It makes you wonder why they've fallen behind for all these years? I'd say it's a classic case of "Male Lion". What I mean is, when you're the king of the jungle, you do whatever you want and that includes sitting back lazily why other predators might be creeping up on your domain. This is what I think happened here. HTML5 is coming up fast and strong with huge players like Microsoft and Google and NOW all of the sudden Flash is claiming 10-1000x performance? Where the hell have you been for all of these years?
 
We already have the benefits of GPU acceleration in our browsers so it's about time that Flash Player tapped into the power of both discrete and integrated graphics. I guess we'll find out next month if Adobe can live up to their claims of up to a thousand fold increase in performance.
 
Jibberish18 said:
It makes you wonder why they've fallen behind for all these years? I'd say it's a classic case of "Male Lion". What I mean is, when you're the king of the jungle, you do whatever you want and that includes sitting back lazily why other predators might be creeping up on your domain. This is what I think happened here. HTML5 is coming up fast and strong with huge players like Microsoft and Google and NOW all of the sudden Flash is claiming 10-1000x performance? Where the hell have you been for all of these years?
That was a really weird post, but they never claimed 10-1000x better performance. Only 2-10x (and that was on some friggin' 10 years old XP).

And obviously the open source HTML5 Canvas can develop much faster than the closed source Adobe Flash, whether they were "sitting back lazily" or not. And I really don't think they have been... or did you just miss every Flash release in the last years?

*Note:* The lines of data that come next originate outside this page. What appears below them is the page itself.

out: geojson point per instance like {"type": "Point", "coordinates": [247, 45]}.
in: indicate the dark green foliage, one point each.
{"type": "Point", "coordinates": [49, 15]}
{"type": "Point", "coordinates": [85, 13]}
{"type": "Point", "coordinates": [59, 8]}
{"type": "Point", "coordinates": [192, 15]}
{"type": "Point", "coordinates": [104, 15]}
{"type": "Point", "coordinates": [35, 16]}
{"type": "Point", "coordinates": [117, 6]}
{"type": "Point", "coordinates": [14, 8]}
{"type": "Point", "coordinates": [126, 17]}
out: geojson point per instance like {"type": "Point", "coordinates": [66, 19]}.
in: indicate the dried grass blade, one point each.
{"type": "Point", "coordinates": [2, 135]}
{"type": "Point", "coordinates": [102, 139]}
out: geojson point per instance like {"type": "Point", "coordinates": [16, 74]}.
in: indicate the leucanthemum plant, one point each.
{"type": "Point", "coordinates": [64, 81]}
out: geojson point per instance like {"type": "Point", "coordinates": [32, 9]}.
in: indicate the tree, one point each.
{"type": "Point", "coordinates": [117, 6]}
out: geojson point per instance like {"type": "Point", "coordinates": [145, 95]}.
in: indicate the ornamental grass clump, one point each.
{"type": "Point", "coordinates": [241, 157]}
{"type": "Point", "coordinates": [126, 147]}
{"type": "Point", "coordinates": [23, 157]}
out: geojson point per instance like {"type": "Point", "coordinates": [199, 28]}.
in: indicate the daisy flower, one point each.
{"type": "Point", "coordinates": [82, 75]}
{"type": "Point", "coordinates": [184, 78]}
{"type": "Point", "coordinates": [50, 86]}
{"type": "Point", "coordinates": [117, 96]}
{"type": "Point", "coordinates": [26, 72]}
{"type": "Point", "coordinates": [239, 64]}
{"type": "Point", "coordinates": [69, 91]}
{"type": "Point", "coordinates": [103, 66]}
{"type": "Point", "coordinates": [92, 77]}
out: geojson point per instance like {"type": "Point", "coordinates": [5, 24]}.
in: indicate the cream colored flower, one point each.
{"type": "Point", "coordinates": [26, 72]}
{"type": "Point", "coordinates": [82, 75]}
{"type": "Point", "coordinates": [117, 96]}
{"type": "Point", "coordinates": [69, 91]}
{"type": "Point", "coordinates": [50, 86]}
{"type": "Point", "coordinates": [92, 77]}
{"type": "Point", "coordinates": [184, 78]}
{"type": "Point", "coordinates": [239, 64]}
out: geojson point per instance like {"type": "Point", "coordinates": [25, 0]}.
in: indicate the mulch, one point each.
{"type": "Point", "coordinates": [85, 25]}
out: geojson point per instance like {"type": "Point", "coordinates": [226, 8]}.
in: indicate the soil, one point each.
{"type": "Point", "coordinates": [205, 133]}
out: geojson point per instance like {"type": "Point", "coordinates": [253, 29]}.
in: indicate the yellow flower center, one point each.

Have a look on the history of just Flash 10 since 2009 December: http://www.filehippo.com/download_flashplayer_ie/history/
 
@Det
Read the first paragraph: "Adobe claims this addition will boost Flash's ability to render 2D and 3D games by one thousand times, enabling "console-quality games.""

one thousand = 1000
 
Det said:
Jibberish18 said:
It makes you wonder why they've fallen behind for all these years? I'd say it's a classic case of "Male Lion". What I mean is, when you're the king of the jungle, you do whatever you want and that includes sitting back lazily why other predators might be creeping up on your domain. This is what I think happened here. HTML5 is coming up fast and strong with huge players like Microsoft and Google and NOW all of the sudden Flash is claiming 10-1000x performance? Where the hell have you been for all of these years?
That was a really weird post, but they never claimed 10-1000x better performance. Only 2-10x (and that was on some friggin' 10 years old XP).

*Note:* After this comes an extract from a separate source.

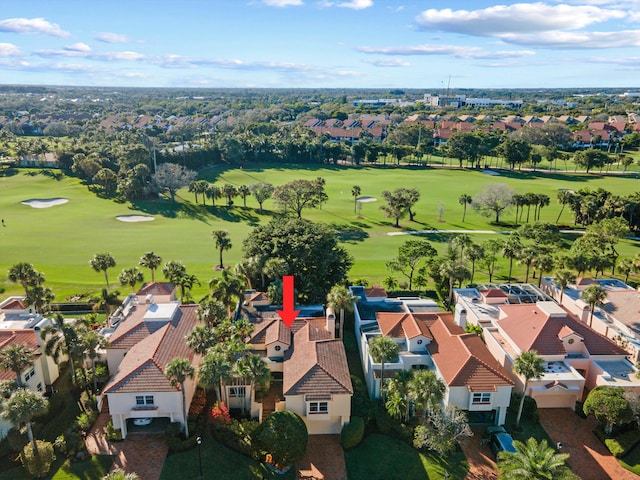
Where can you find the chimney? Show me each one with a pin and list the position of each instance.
(331, 322)
(461, 316)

And obviously the open source HTML5 Canvas can develop much faster than the closed source Adobe Flash, whether they were "sitting back lazily" or not. And I really don't think they have been... or did you just miss every Flash release in the last years?

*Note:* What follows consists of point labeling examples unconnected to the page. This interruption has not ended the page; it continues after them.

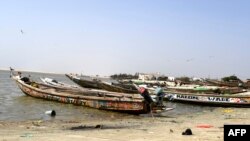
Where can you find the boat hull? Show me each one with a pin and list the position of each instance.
(210, 99)
(103, 103)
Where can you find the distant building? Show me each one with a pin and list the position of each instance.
(171, 78)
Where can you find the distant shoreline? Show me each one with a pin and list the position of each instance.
(31, 71)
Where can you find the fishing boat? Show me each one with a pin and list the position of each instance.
(98, 84)
(53, 82)
(223, 83)
(235, 100)
(99, 99)
(205, 89)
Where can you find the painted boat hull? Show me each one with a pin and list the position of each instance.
(95, 84)
(234, 100)
(104, 103)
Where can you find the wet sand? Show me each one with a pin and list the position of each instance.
(136, 129)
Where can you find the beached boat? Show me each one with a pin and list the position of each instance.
(104, 100)
(240, 99)
(94, 99)
(98, 84)
(205, 89)
(222, 83)
(53, 82)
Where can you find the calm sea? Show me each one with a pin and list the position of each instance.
(15, 106)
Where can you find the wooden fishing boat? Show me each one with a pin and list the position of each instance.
(98, 84)
(205, 89)
(128, 103)
(222, 83)
(84, 83)
(53, 82)
(234, 100)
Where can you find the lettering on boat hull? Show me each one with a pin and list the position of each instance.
(208, 99)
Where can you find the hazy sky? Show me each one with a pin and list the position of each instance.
(202, 38)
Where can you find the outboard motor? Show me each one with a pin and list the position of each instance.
(159, 96)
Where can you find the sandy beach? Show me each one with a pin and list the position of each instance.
(205, 126)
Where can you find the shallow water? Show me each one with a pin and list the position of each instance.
(15, 106)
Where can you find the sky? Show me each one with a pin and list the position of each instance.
(195, 38)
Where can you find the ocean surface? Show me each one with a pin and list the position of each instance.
(16, 106)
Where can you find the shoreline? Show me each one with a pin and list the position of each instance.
(206, 125)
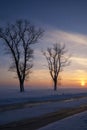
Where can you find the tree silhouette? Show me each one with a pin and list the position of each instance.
(56, 60)
(18, 38)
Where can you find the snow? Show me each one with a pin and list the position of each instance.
(75, 122)
(38, 110)
(11, 96)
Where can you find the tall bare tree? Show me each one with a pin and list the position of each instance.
(56, 60)
(18, 38)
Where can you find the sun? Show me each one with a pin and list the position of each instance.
(82, 83)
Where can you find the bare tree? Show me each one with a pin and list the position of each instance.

Have a look on the history of just Flash 10 since 2009 December: http://www.filehippo.com/download_flashplayer_ie/history/

First off they DID claim 1000 X (As one of the Guest's has already said). Second off, what do the number of Flash releases matter? Show me all of the major changes these Flash release have made and THEN I'll give you AND them credit. Why don't YOU look at the history and check out, for example, some of the security issues they've had and how long it took them to patch them. From what I remember, in terms of performance, Version 10 of Flash Player was the first version that really mentioned good performance boosts. Like I said, to me it seems like Adobe has been...let's call it "lax" when it comes to their most popular product. And this is a huge company we're talking about.